In my lectures it's discussed the estimation of $Var(X)$ in the case I have already estimated $E(X)$, but there is something I don't know if it's a problem or not.

Suppose $Var(X) = f(E(X))$ , for example in the case of a bernoulli r.v. we have $Var(X) = E(X)(1-E(X))$ , besides I have estimated $ E(X) $ to be $ \hat{\theta} $ then I could use as a estimate of $Var(X)$ the function $f(\hat{\theta})$ .

However, in this reasoning I think there is something not so clear about the error in the estimate because if the estimate of $E(X)$ is not exact (which is always the case) then the estimate of $Var(X)$ could be much more inaccurate depending on the actual function $f$.

Is this method used because it's assumed that the estimate $\hat{\theta}$ is equal to the actual value of $E(X)$? I don't have much knowledge in statistical inference so I don't know if this is a real problem. Is this a true problem?

2

There are 2 best solutions below

0
On BEST ANSWER

What @Ian said, is true, though not complete: for special distributions (like Bernoulli), there may be a sufficient statistic which (loosely speaking) contains all the information in the sample about the paramer(s). For a more formal discussion, see here: https://en.wikipedia.org/wiki/Sufficient_statistic#Bernoulli_distribution

So while in general, you'd estimate a variance by the sample variance, you'd better use a function of the sufficient statistic in this special case.
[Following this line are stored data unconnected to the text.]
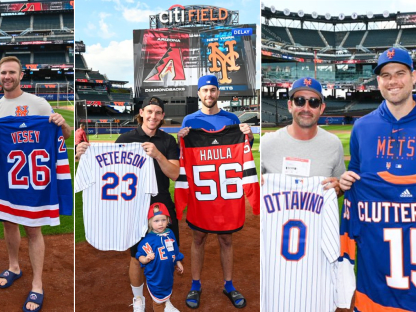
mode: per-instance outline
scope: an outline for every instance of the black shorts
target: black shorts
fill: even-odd
[[[175,234],[176,242],[178,243],[178,246],[179,246],[179,223],[178,223],[178,219],[176,218],[175,205],[174,204],[166,205],[166,207],[168,208],[168,211],[170,214],[170,224],[168,225],[168,228],[170,228],[173,234]],[[137,247],[139,247],[139,243],[140,241],[138,241],[134,246],[130,247],[130,255],[133,258],[136,258]]]

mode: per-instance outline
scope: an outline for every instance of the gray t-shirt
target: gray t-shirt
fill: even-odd
[[[318,127],[311,140],[293,138],[287,127],[266,133],[260,140],[262,173],[282,173],[283,158],[310,159],[310,175],[337,177],[345,171],[344,150],[339,138]]]
[[[0,117],[5,116],[49,116],[53,113],[49,103],[41,97],[23,92],[14,99],[0,99]]]

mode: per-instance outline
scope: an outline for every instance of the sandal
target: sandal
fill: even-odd
[[[188,308],[198,309],[199,302],[201,300],[201,293],[202,293],[202,289],[201,290],[191,290],[188,293],[188,295],[186,296],[186,301],[185,301]],[[192,301],[188,301],[188,300],[194,300],[196,302],[192,302]]]
[[[242,294],[240,294],[239,291],[233,290],[230,292],[227,292],[225,289],[222,291],[224,295],[230,299],[233,306],[235,306],[237,309],[244,308],[247,304],[246,299],[243,297]],[[238,300],[241,300],[239,303],[237,303]]]
[[[20,270],[19,274],[13,273],[12,271],[5,270],[3,273],[0,274],[0,278],[4,278],[7,283],[3,286],[0,285],[0,288],[8,288],[13,285],[14,281],[19,279],[22,276],[22,270]]]
[[[42,309],[42,304],[43,304],[43,296],[45,295],[45,293],[43,294],[39,294],[37,292],[31,291],[29,293],[29,295],[26,298],[25,304],[23,305],[23,311],[24,312],[39,312]],[[26,308],[26,304],[28,302],[33,302],[38,304],[39,306],[35,309],[35,310],[28,310]]]

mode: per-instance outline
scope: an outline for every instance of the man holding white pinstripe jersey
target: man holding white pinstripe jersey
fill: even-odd
[[[342,144],[317,125],[325,109],[318,81],[295,81],[289,96],[292,124],[266,134],[260,148],[261,307],[333,312]]]
[[[122,134],[116,143],[145,142],[142,146],[146,154],[155,160],[155,173],[158,185],[158,195],[152,197],[151,201],[162,202],[168,208],[172,220],[170,227],[179,245],[178,220],[176,218],[175,205],[169,193],[169,180],[176,180],[179,176],[178,149],[173,136],[159,129],[163,125],[164,115],[162,99],[157,97],[145,99],[139,114],[136,116],[139,126],[128,133]],[[85,142],[78,145],[76,159],[79,159],[85,153],[88,146],[89,144]],[[135,258],[138,243],[130,248],[129,277],[134,295],[134,311],[144,311],[144,273],[143,269],[140,268],[139,261]],[[168,301],[165,311],[175,312],[177,309]]]

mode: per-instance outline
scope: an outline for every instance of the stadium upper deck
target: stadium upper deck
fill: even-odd
[[[19,58],[25,73],[22,88],[27,92],[35,92],[37,83],[73,85],[72,2],[0,3],[0,58]]]

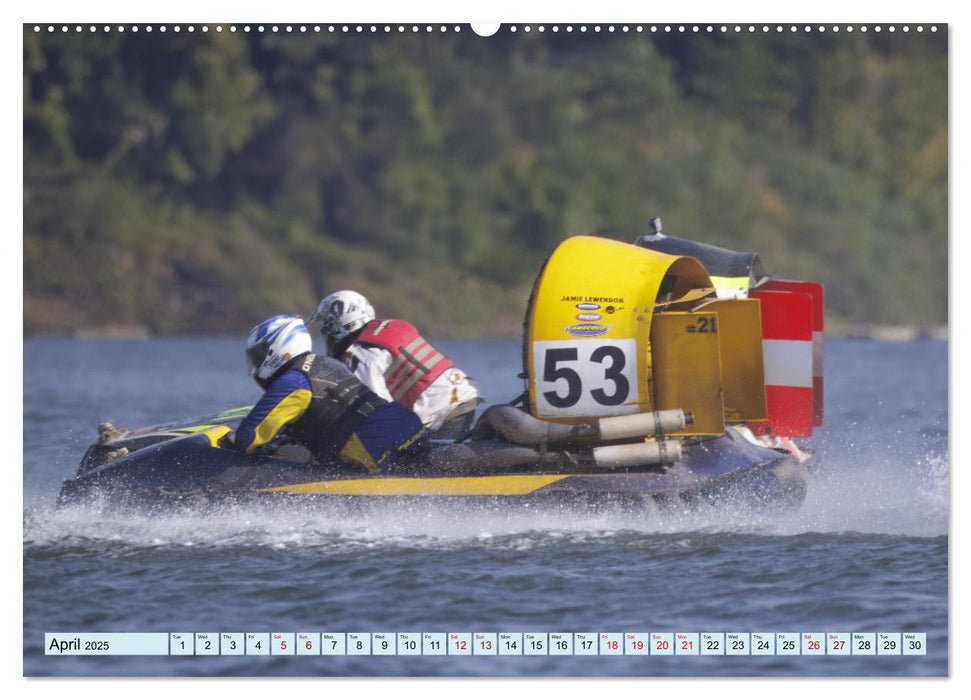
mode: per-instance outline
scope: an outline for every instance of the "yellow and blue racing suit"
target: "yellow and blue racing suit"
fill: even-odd
[[[287,426],[320,462],[383,472],[420,457],[428,438],[417,415],[385,401],[340,361],[307,354],[274,377],[236,429],[236,449],[252,454]]]

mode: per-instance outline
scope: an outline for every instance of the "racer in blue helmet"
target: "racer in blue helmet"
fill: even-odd
[[[311,352],[294,316],[273,316],[246,341],[250,374],[262,398],[236,429],[234,446],[252,454],[285,427],[320,462],[385,472],[411,463],[429,444],[421,420],[362,384],[339,360]]]

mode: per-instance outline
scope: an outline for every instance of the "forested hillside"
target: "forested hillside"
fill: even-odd
[[[228,27],[228,25],[226,25]],[[665,232],[947,322],[947,31],[35,33],[24,331],[245,333],[355,288],[518,334],[568,236]]]

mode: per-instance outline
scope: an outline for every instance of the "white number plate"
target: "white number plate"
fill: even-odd
[[[541,418],[639,410],[634,338],[534,341],[533,372]]]

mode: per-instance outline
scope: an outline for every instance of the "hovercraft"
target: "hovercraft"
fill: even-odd
[[[302,446],[221,447],[249,407],[140,430],[103,423],[59,504],[251,498],[797,506],[822,422],[822,286],[758,255],[665,236],[579,236],[546,260],[523,328],[524,392],[389,473]]]

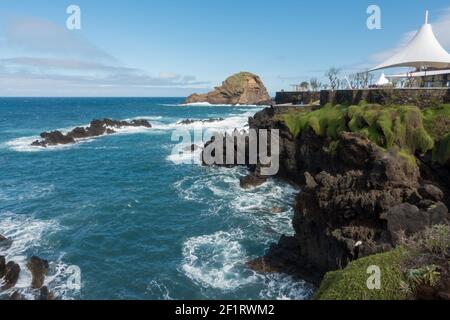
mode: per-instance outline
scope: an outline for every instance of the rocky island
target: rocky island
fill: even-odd
[[[206,94],[193,94],[185,104],[190,103],[270,105],[272,99],[262,80],[250,72],[240,72],[226,79],[220,87]]]
[[[111,119],[93,120],[86,128],[77,127],[67,134],[61,131],[43,132],[40,134],[42,140],[36,140],[31,145],[33,147],[43,147],[65,145],[76,143],[77,139],[86,139],[99,137],[102,135],[110,135],[116,133],[117,129],[126,127],[143,127],[151,128],[152,125],[143,119],[132,121],[117,121]]]

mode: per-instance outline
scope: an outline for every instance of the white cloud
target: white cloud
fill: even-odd
[[[10,18],[6,26],[3,46],[8,49],[51,56],[63,55],[117,62],[117,59],[79,36],[77,32],[34,17]]]
[[[0,95],[77,95],[77,90],[84,95],[98,90],[113,95],[145,95],[145,88],[209,85],[190,75],[161,72],[152,76],[124,66],[87,39],[42,19],[15,17],[5,30],[4,37],[0,35]]]
[[[180,78],[180,75],[173,72],[160,72],[159,78],[165,80],[176,80]]]

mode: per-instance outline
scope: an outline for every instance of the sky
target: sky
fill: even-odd
[[[66,10],[80,8],[81,29]],[[381,29],[367,28],[367,8]],[[158,96],[206,92],[239,71],[273,95],[330,67],[375,66],[430,10],[450,51],[448,0],[0,0],[0,96]]]

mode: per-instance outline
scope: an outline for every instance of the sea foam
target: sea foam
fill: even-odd
[[[40,220],[11,212],[0,213],[0,234],[12,240],[11,246],[0,253],[5,256],[6,261],[14,261],[21,269],[16,286],[3,292],[4,294],[12,294],[18,290],[26,299],[36,298],[37,292],[30,288],[32,277],[27,261],[33,255],[39,256],[42,247],[49,245],[46,237],[60,229],[54,220]],[[63,261],[63,256],[61,254],[56,261],[49,261],[49,273],[44,285],[57,298],[71,299],[76,290],[69,289],[66,284],[71,274],[67,272],[68,265]]]

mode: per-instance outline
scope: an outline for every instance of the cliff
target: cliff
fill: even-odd
[[[226,79],[220,87],[207,94],[193,94],[185,103],[270,105],[272,100],[261,79],[252,73],[241,72]]]
[[[295,235],[249,267],[319,284],[329,271],[391,252],[401,234],[447,225],[449,121],[449,105],[420,110],[363,102],[257,113],[250,127],[280,130],[278,176],[302,192]],[[249,168],[258,177],[258,166]]]
[[[319,283],[328,271],[389,252],[399,233],[448,224],[450,106],[268,108],[254,129],[281,132],[279,175],[303,186],[295,236],[249,263]]]

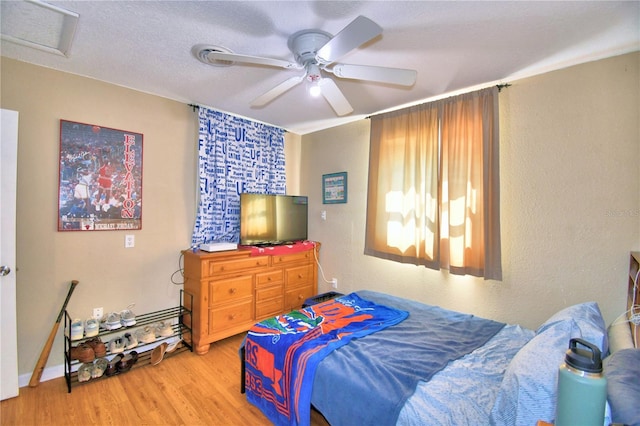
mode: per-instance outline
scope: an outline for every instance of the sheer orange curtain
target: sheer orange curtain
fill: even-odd
[[[371,118],[365,254],[501,279],[498,90]]]
[[[438,267],[438,110],[371,118],[365,254]]]

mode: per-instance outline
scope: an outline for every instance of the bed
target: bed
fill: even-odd
[[[305,320],[315,320],[321,316],[316,315],[318,312],[324,314],[323,309],[328,309],[327,304],[336,303],[366,303],[407,315],[400,321],[395,317],[380,320],[375,326],[378,329],[371,333],[356,331],[355,336],[351,336],[349,330],[338,330],[337,337],[332,340],[337,342],[335,347],[314,346],[314,351],[326,353],[322,353],[312,368],[307,365],[306,369],[311,371],[305,374],[300,374],[302,370],[296,367],[295,358],[282,355],[282,363],[278,364],[278,354],[257,353],[255,347],[269,345],[267,340],[256,340],[259,339],[256,334],[273,343],[282,343],[289,337],[286,327],[299,331],[308,327],[307,323],[300,322],[300,318],[291,322],[291,318],[278,317],[276,322],[282,322],[277,324],[276,328],[280,330],[276,338],[268,330],[256,332],[252,329],[245,344],[253,355],[243,356],[247,399],[275,424],[309,424],[310,406],[333,426],[535,425],[538,421],[552,422],[557,371],[569,339],[583,338],[596,344],[603,354],[609,353],[609,333],[594,302],[565,308],[536,330],[372,291],[359,291],[296,312],[304,311]],[[369,305],[366,306],[369,309]],[[358,309],[352,315],[365,311],[368,312]],[[273,325],[274,319],[271,321]],[[284,328],[283,323],[287,323]],[[365,328],[369,330],[372,326]],[[629,330],[628,324],[619,324],[615,331],[622,337],[615,337],[615,342],[611,342],[612,349],[625,357],[616,359],[616,354],[609,357],[614,361],[609,363],[612,378],[618,374],[616,380],[623,385],[623,390],[618,391],[618,399],[623,403],[631,395],[630,383],[633,387],[640,374],[634,370],[640,367],[640,350],[629,344]],[[629,334],[628,341],[624,337],[625,331]],[[305,342],[294,345],[313,346],[313,339],[306,339],[309,333],[304,330],[302,334]],[[426,339],[421,338],[424,335]],[[322,349],[317,349],[319,347]],[[442,348],[448,352],[444,356]],[[304,359],[306,362],[307,358]],[[264,364],[265,360],[273,364],[267,368],[269,373],[263,375],[253,367]],[[271,394],[266,390],[269,381],[278,386]],[[280,388],[280,384],[284,388]],[[640,398],[640,389],[635,391]],[[290,401],[275,401],[277,393],[288,394]],[[638,405],[638,400],[632,399],[636,401],[634,405]],[[280,409],[288,406],[289,411],[274,415],[274,403],[279,403]],[[612,419],[612,414],[613,420],[620,420],[615,418],[615,414],[623,412],[619,405],[610,401],[608,407],[612,410],[607,410],[607,420]],[[627,424],[640,423],[640,415],[633,407],[629,415],[631,417],[626,419],[631,421],[626,421]]]

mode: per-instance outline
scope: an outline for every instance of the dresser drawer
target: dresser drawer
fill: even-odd
[[[246,271],[253,268],[265,268],[269,266],[268,256],[247,257],[246,259],[216,261],[207,260],[209,276],[227,274],[238,271]]]
[[[275,299],[267,300],[266,302],[256,303],[256,320],[272,317],[282,313],[282,306],[284,298],[282,293]]]
[[[300,253],[283,254],[272,256],[273,265],[286,265],[287,263],[309,262],[313,259],[313,250],[307,250]]]
[[[224,331],[237,324],[253,320],[253,300],[209,310],[209,333]]]
[[[313,265],[298,266],[284,270],[285,286],[287,289],[311,283]]]
[[[282,283],[256,289],[256,302],[282,297]]]
[[[295,309],[300,309],[304,301],[313,296],[315,296],[313,286],[287,290],[284,296],[284,310],[288,312]]]
[[[256,286],[262,287],[282,282],[282,269],[256,274]]]
[[[245,275],[228,280],[209,281],[209,306],[253,295],[253,277]]]

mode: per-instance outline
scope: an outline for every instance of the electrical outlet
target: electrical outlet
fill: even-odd
[[[337,278],[332,278],[331,279],[331,287],[332,288],[338,288],[338,279]]]
[[[104,314],[104,311],[102,310],[102,308],[93,308],[93,317],[97,320],[102,318],[102,315]]]
[[[136,236],[135,235],[125,235],[124,236],[124,247],[131,248],[136,245]]]

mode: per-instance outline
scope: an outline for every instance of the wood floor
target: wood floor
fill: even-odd
[[[270,425],[240,393],[242,337],[216,342],[206,355],[184,352],[71,393],[63,377],[21,388],[18,397],[0,403],[0,424]],[[328,423],[312,410],[311,424]]]

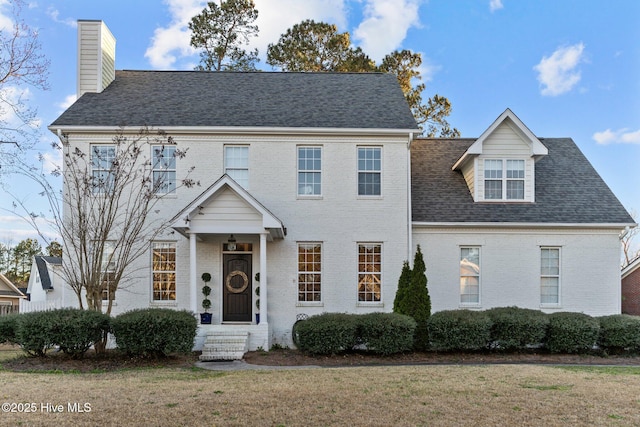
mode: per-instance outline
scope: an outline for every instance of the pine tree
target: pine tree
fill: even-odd
[[[396,291],[396,298],[393,300],[394,313],[404,314],[407,306],[407,292],[411,286],[411,267],[409,262],[405,261],[402,265],[402,273],[400,273],[400,279],[398,279],[398,290]]]
[[[394,312],[411,316],[417,323],[414,335],[414,348],[416,350],[426,350],[429,346],[427,321],[431,316],[431,298],[427,289],[425,272],[426,266],[420,245],[418,245],[413,260],[413,269],[409,268],[406,261],[402,267],[396,299],[393,302]]]

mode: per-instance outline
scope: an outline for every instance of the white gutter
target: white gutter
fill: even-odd
[[[411,263],[411,251],[413,249],[413,225],[411,223],[411,142],[413,132],[409,134],[407,142],[407,262]]]
[[[137,133],[143,126],[49,126],[55,130],[75,133]],[[240,127],[240,126],[150,126],[149,129],[163,130],[167,133],[182,134],[323,134],[323,135],[413,135],[417,129],[384,128],[318,128],[318,127]]]
[[[413,227],[423,228],[614,228],[620,229],[627,226],[634,227],[632,223],[561,223],[561,222],[419,222],[412,223]]]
Now $\hat{\theta}(1-\hat{\theta})$ would be biased, because an easy calculation shows $\displaystyle\mathbb{E}\hat{\theta}(1-\hat{\theta})=\frac{n-1}n\,p(1-p)$, but the remedy is obvious: use $\displaystyle\frac{n}{n-1}\,\hat{\theta}(1-\hat{\theta})$ as an estimator, then.

0
On

If you have an estimator $\hat\theta$ for a parameter $\theta$ and you are interested in estimating $h(\theta)$ for some function $h$, then it is legitimate to propose $h(\hat\theta)$ as an estimator for $h(\theta)$. You are correct that if there is uncertainty in $\hat\theta$, then that uncertainty will propagate to $h(\hat\theta)$. A simple way to assess the uncertainty is to expand $h(\hat\theta)$ in a one-term Taylor approximation around $\theta$: $$ h(\hat\theta) \approx h(\theta) + h'(\theta)(\hat\theta-\theta).\tag1$$ This gives a rough measure of the variance for $h(\hat\theta)$, namely: $$ \operatorname{Var}(h(\hat\theta))\approx [h'(\theta)]^2 \operatorname{Var}(\hat\theta).\tag2 $$ You can interpret (2) as an approximate relation between the variance of $\hat\theta$ and the variance of $h(\hat\theta)$ .

Taking expectations in (1) also gives a rough measure of the expectation of $h(\hat\theta)$. This first-order approximation to the mean and variance of $h(\hat\theta)$ is often called the delta method. An example of its use, applied to estimation of $p(1-p)$ in the Bernoulli case, is here.